My collection of grass pastels along with a small banker's clasp used for scratching grass marks in soft pastel passages.
What is in my grass box?

  • Some harder pastels such as Nupastels and Rembrandts. These pastels have more binder than softer pastels so they make a crisper mark.
  • Some harder Russian pastels given to me by a friend. These harder and round sticks make wonderful painterly grasses.
  • A variety of earthy colors for both green and dried grass. I add to this box when I find a grass color that I can't I've without!
  • A few 'spicy' greens...greens that are intense for those special bits of eye candy.
  • A metal Banker's Clasp that can be used to scratch grass marks into a passage of thick pastel.
Having a box of pastels that work well for those finishing marks in a grassy area is a useful tool but it also helps to practice making effective and lyrical grass marks. You may be interested in my blog article on painting grass here:http://kemstudios.blogspot.com/2016/02/more-on-painting-grasses-with-pastels.html

Painting Notes: This is one of the demo paintings I did for my recent workshop with the Piedmont Pastel Society. It is on Uart pastel paper with an alcohol wash underpainting.

1 comment:

robertsloan2art said...

This is so cool!

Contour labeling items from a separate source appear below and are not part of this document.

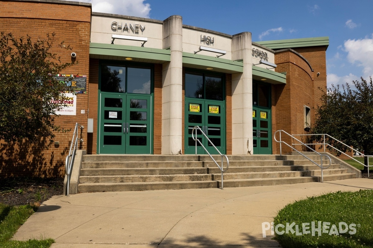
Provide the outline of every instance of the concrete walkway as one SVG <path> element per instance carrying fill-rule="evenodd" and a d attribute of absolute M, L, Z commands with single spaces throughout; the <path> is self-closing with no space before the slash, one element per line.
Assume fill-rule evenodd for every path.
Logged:
<path fill-rule="evenodd" d="M 263 237 L 261 223 L 285 205 L 361 189 L 373 189 L 373 180 L 56 196 L 13 238 L 51 238 L 54 248 L 278 247 L 270 231 Z"/>

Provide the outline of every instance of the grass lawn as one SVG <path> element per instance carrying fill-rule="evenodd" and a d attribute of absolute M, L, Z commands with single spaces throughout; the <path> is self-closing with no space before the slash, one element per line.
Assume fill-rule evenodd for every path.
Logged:
<path fill-rule="evenodd" d="M 311 197 L 280 210 L 275 218 L 275 238 L 284 248 L 371 248 L 372 215 L 373 190 Z M 321 231 L 315 230 L 319 227 Z"/>
<path fill-rule="evenodd" d="M 36 210 L 30 205 L 9 206 L 0 203 L 0 247 L 16 248 L 47 248 L 54 241 L 51 239 L 26 241 L 10 240 L 10 239 L 27 219 Z"/>
<path fill-rule="evenodd" d="M 355 160 L 363 164 L 364 163 L 364 158 L 360 158 L 360 157 L 355 157 L 354 158 Z M 357 162 L 353 159 L 347 159 L 344 160 L 346 163 L 349 164 L 350 165 L 352 165 L 354 167 L 355 167 L 357 169 L 360 170 L 363 170 L 364 168 L 364 166 L 362 164 L 360 164 L 359 163 Z M 369 165 L 371 164 L 373 164 L 373 159 L 371 158 L 369 160 Z M 369 167 L 370 170 L 370 170 L 372 169 L 372 168 Z"/>

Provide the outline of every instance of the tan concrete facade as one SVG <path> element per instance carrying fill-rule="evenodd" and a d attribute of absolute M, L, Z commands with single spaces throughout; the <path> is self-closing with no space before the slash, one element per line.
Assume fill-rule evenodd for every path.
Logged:
<path fill-rule="evenodd" d="M 17 7 L 20 4 L 24 7 Z M 35 15 L 42 6 L 49 12 L 45 16 Z M 321 93 L 318 89 L 326 87 L 327 45 L 314 46 L 306 42 L 304 46 L 286 45 L 285 48 L 275 49 L 253 42 L 250 32 L 231 35 L 189 26 L 183 23 L 179 16 L 171 16 L 161 21 L 92 13 L 89 4 L 58 0 L 0 0 L 0 26 L 4 27 L 2 30 L 37 37 L 45 35 L 43 27 L 47 26 L 48 32 L 57 33 L 59 40 L 68 37 L 65 39 L 76 49 L 79 65 L 61 73 L 76 72 L 87 75 L 87 91 L 77 96 L 76 115 L 62 115 L 57 122 L 66 128 L 72 127 L 77 121 L 85 127 L 88 119 L 93 119 L 93 132 L 88 133 L 86 129 L 83 131 L 82 148 L 88 154 L 99 152 L 100 71 L 103 63 L 151 67 L 150 153 L 154 154 L 185 153 L 188 122 L 185 117 L 186 70 L 204 75 L 215 73 L 223 79 L 222 104 L 225 122 L 222 124 L 224 130 L 222 142 L 228 154 L 255 154 L 252 115 L 253 80 L 264 80 L 263 83 L 271 89 L 272 137 L 279 129 L 291 133 L 305 133 L 304 106 L 312 109 L 319 103 Z M 59 15 L 77 8 L 79 14 L 76 16 Z M 56 13 L 58 17 L 54 15 Z M 19 25 L 24 26 L 25 22 L 35 28 L 27 30 L 20 28 Z M 129 36 L 132 39 L 127 37 L 113 41 L 112 36 L 117 35 Z M 143 46 L 143 42 L 133 40 L 144 38 L 147 41 Z M 216 50 L 205 51 L 206 48 Z M 66 62 L 71 59 L 69 54 L 61 55 Z M 129 57 L 130 62 L 126 60 Z M 259 64 L 261 59 L 276 64 L 277 67 L 269 68 Z M 318 76 L 317 72 L 320 73 Z M 81 110 L 85 110 L 85 114 L 80 114 Z M 311 121 L 314 118 L 311 111 Z M 20 165 L 19 170 L 5 170 L 4 165 L 12 164 L 15 158 L 6 158 L 7 149 L 10 148 L 2 144 L 0 152 L 6 158 L 2 161 L 0 176 L 12 175 L 16 171 L 25 175 L 62 176 L 66 147 L 72 136 L 70 133 L 57 135 L 56 140 L 63 144 L 59 147 L 43 145 L 43 149 L 48 151 L 38 157 L 43 165 L 38 167 L 37 171 L 31 168 L 35 160 L 26 155 L 34 148 L 25 145 L 24 155 L 20 157 L 28 162 Z M 278 145 L 273 138 L 272 141 L 272 153 L 278 154 Z"/>

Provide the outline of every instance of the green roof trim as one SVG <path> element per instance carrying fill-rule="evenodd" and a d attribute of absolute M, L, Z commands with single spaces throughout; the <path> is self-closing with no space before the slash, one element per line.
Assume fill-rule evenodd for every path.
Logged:
<path fill-rule="evenodd" d="M 130 57 L 134 59 L 133 61 L 160 63 L 171 61 L 171 51 L 141 46 L 91 43 L 90 44 L 90 57 L 119 60 Z"/>
<path fill-rule="evenodd" d="M 271 49 L 280 49 L 294 47 L 326 46 L 327 48 L 329 45 L 329 37 L 314 37 L 292 39 L 287 40 L 256 41 L 256 43 L 266 46 Z"/>
<path fill-rule="evenodd" d="M 236 73 L 244 71 L 244 63 L 226 59 L 183 52 L 183 66 L 190 68 L 206 70 L 213 68 L 213 71 Z"/>
<path fill-rule="evenodd" d="M 273 84 L 286 83 L 286 74 L 284 74 L 265 68 L 253 65 L 253 79 L 261 80 L 263 78 L 267 79 L 264 81 L 264 82 Z"/>

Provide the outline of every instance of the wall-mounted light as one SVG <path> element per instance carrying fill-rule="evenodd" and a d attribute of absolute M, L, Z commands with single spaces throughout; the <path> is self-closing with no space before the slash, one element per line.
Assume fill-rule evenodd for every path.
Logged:
<path fill-rule="evenodd" d="M 260 64 L 262 64 L 263 65 L 268 65 L 268 66 L 272 66 L 274 68 L 276 68 L 277 67 L 277 65 L 276 65 L 275 64 L 273 64 L 273 63 L 271 63 L 267 61 L 266 61 L 265 60 L 263 60 L 263 59 L 260 59 L 259 61 L 259 63 L 258 64 L 253 64 L 253 65 L 259 65 Z M 267 68 L 267 69 L 269 69 Z"/>
<path fill-rule="evenodd" d="M 131 35 L 112 35 L 112 44 L 114 44 L 114 40 L 116 39 L 119 39 L 122 40 L 129 40 L 130 41 L 143 41 L 144 43 L 141 44 L 141 46 L 144 46 L 144 44 L 148 41 L 148 38 L 147 37 L 139 37 L 137 36 L 131 36 Z"/>
<path fill-rule="evenodd" d="M 217 54 L 220 54 L 221 55 L 219 55 L 219 56 L 217 56 L 217 58 L 219 58 L 220 56 L 222 56 L 223 55 L 226 54 L 227 51 L 225 51 L 223 50 L 219 50 L 219 49 L 215 49 L 215 48 L 211 48 L 210 47 L 207 47 L 207 46 L 200 46 L 199 50 L 198 51 L 195 51 L 194 54 L 200 52 L 201 51 L 207 51 L 207 52 L 216 52 Z"/>

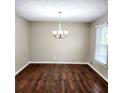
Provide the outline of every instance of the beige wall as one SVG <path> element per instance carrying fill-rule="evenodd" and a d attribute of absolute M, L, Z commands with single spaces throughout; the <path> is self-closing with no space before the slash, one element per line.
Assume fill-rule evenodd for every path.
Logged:
<path fill-rule="evenodd" d="M 108 21 L 107 15 L 97 19 L 91 24 L 91 34 L 90 34 L 90 60 L 92 61 L 92 65 L 96 68 L 103 76 L 108 78 L 108 69 L 106 69 L 103 65 L 99 64 L 94 60 L 95 58 L 95 41 L 96 41 L 96 25 L 103 24 Z"/>
<path fill-rule="evenodd" d="M 69 30 L 69 35 L 57 40 L 51 31 L 58 29 L 58 23 L 31 23 L 31 61 L 89 61 L 90 24 L 63 23 L 62 28 Z"/>
<path fill-rule="evenodd" d="M 15 18 L 15 71 L 29 60 L 29 23 L 16 14 Z"/>

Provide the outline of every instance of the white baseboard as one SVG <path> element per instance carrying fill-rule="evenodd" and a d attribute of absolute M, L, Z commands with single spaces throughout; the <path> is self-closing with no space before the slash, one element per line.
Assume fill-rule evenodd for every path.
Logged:
<path fill-rule="evenodd" d="M 88 64 L 89 62 L 52 62 L 52 61 L 29 61 L 35 64 Z"/>
<path fill-rule="evenodd" d="M 18 71 L 16 71 L 15 76 L 20 73 L 23 69 L 25 69 L 28 65 L 30 64 L 30 62 L 26 63 L 23 67 L 21 67 Z"/>
<path fill-rule="evenodd" d="M 26 65 L 24 65 L 21 69 L 19 69 L 17 72 L 16 72 L 16 75 L 21 72 L 25 67 L 27 67 L 29 64 L 87 64 L 89 65 L 96 73 L 98 73 L 105 81 L 108 82 L 108 79 L 102 75 L 101 72 L 99 72 L 97 69 L 95 69 L 91 64 L 90 62 L 46 62 L 46 61 L 37 61 L 37 62 L 34 62 L 34 61 L 29 61 Z"/>

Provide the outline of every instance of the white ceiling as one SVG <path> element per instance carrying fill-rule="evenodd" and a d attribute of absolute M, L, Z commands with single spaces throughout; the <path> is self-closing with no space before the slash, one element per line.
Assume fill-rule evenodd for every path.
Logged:
<path fill-rule="evenodd" d="M 16 13 L 29 21 L 92 22 L 107 13 L 107 0 L 16 0 Z"/>

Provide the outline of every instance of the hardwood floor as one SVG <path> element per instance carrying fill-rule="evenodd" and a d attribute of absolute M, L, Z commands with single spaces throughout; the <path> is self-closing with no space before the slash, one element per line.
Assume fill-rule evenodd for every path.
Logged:
<path fill-rule="evenodd" d="M 108 93 L 88 65 L 30 64 L 16 76 L 16 93 Z"/>

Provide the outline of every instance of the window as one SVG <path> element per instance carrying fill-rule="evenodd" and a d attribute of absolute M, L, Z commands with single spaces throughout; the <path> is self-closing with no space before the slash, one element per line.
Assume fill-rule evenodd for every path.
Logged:
<path fill-rule="evenodd" d="M 97 26 L 95 60 L 106 65 L 108 62 L 108 26 Z"/>

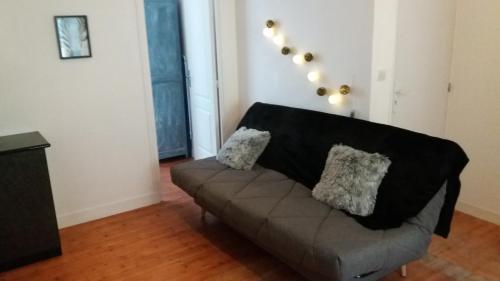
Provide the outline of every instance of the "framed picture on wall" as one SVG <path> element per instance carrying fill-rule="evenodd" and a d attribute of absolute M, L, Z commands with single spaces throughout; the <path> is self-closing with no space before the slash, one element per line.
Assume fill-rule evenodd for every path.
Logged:
<path fill-rule="evenodd" d="M 92 56 L 87 16 L 55 16 L 54 20 L 61 59 Z"/>

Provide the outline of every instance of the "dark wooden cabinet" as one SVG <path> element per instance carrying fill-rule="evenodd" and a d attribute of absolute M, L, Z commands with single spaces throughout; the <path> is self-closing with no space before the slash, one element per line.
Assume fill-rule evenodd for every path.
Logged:
<path fill-rule="evenodd" d="M 61 255 L 49 146 L 38 132 L 0 137 L 0 271 Z"/>

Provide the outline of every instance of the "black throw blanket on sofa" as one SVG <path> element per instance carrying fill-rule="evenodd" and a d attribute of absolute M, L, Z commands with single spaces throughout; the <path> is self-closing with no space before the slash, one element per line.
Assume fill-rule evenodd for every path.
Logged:
<path fill-rule="evenodd" d="M 469 161 L 456 143 L 344 116 L 263 103 L 248 110 L 241 126 L 271 132 L 260 165 L 311 189 L 320 180 L 334 144 L 389 157 L 392 164 L 380 185 L 374 213 L 353 216 L 370 229 L 399 227 L 416 216 L 446 182 L 435 233 L 448 236 L 460 192 L 459 176 Z"/>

Makes sense to me to set up specialized small sets for subjects you know you'll do often, like grass in any landscape not snowy really. Also the assorted harder pastels for grass textures. Are the harder Russian pastel rounds Yarka? I used to have a 180 stick box of Yarka pastels, which Blick categorized as artist grade then changed to student. The palette was frustrating without strong reds and yellows and purples but had wonderful blues and greens and earths, wonderful lot of tints - it's just that reds and yellows and oranges tended to go only to a tint and not to full saturation. Earth reds but lack of bright scarlets or magentas.